Elan's shares fell 3 percent to $7.79 after the company's announcement, but pared some of that loss to close at $7.86 on the New York Stock Exchange.
Elan would be better off selling Tysabri, Strobeck said, because if it sells its early stage pipeline and Tysabri fails to grow as hoped, Elan will have nothing to fall back on, especially now that the future of bapineuzumab no longer looks as promising as it once did.
And he said investors would resist a deal at the current stock price. Elan's shares have fallen 80 percent since July amid concern over the safety of Tysabri and disappointing results of a trial of bapineuzumab.
Tysabri is widely considered the most effective drug for multiple sclerosis. But it has been linked with a potentially deadly brain infection known as PML which makes its long-term future uncertain.
Jim Mullen, Biogen's chief executive officer, is candid about the challenges facing the drug. He told investors at the JP Morgan Healthcare conference in San Francisco on Tuesday that as a company, "our biggest uncertainty is the growth trajectory of Tysabri."
That could reduce Biogen's willingness to take on additional risk at a time of economic uncertainty.
"We are in an unusual equity environment," Mullen said. "Cash is King. This is not a time to be disgorging cash if you have it."
Corey Davis, an analyst at Natixis Bleichroeder, said Elan has other options for raising money. It could divest assets such as its 20 percent royalty on Fampridine-SR, an experimental drug made by Acorda Therapeutics Inc (ACOR.O) that is designed to improve the walking ability of people with multiple sclerosis.
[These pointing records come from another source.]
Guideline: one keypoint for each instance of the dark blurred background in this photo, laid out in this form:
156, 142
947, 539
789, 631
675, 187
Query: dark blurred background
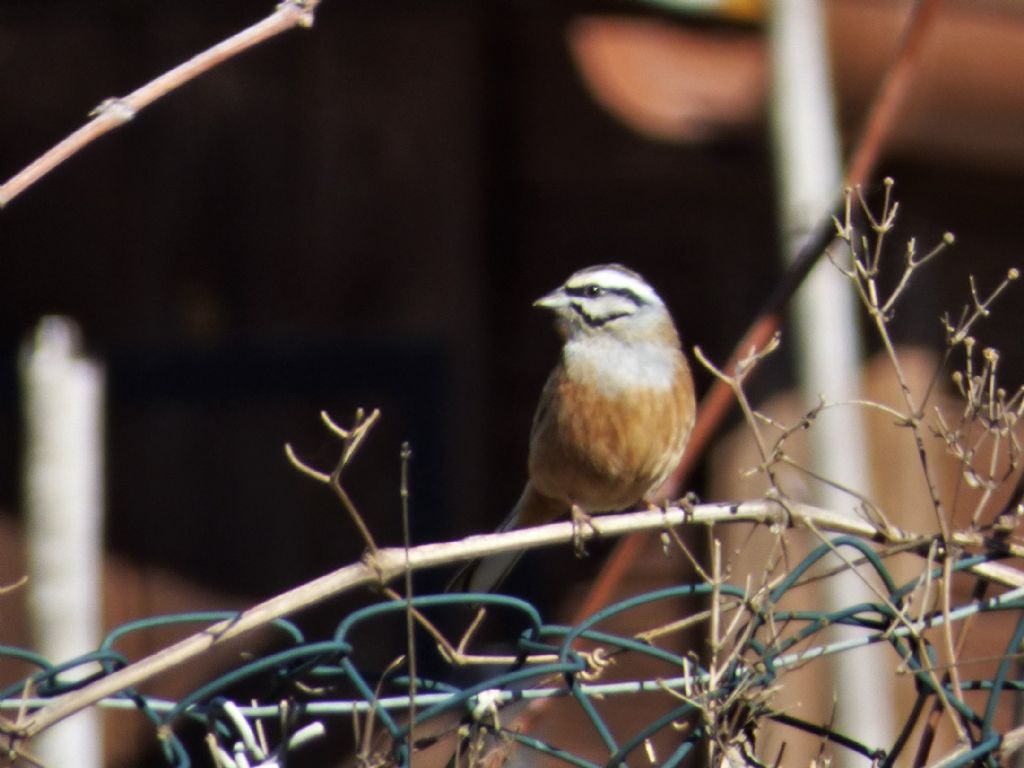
360, 214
In addition, Davis said, Elan could partner the rights to Tysabri in indications other than multiple sclerosis, such as oncology, and sell the royalty rights to drugs which include Elan technology.
Whether such moves, in the absence of an equity stake, would solve Elan's problems is doubtful.
"I don't think they are in a position of strength to negotiate," Strobeck said. "It begs the question, why do you announce this stuff? Why announce you're going to put yourself up for sale? Ninety percent of the time it doesn't work."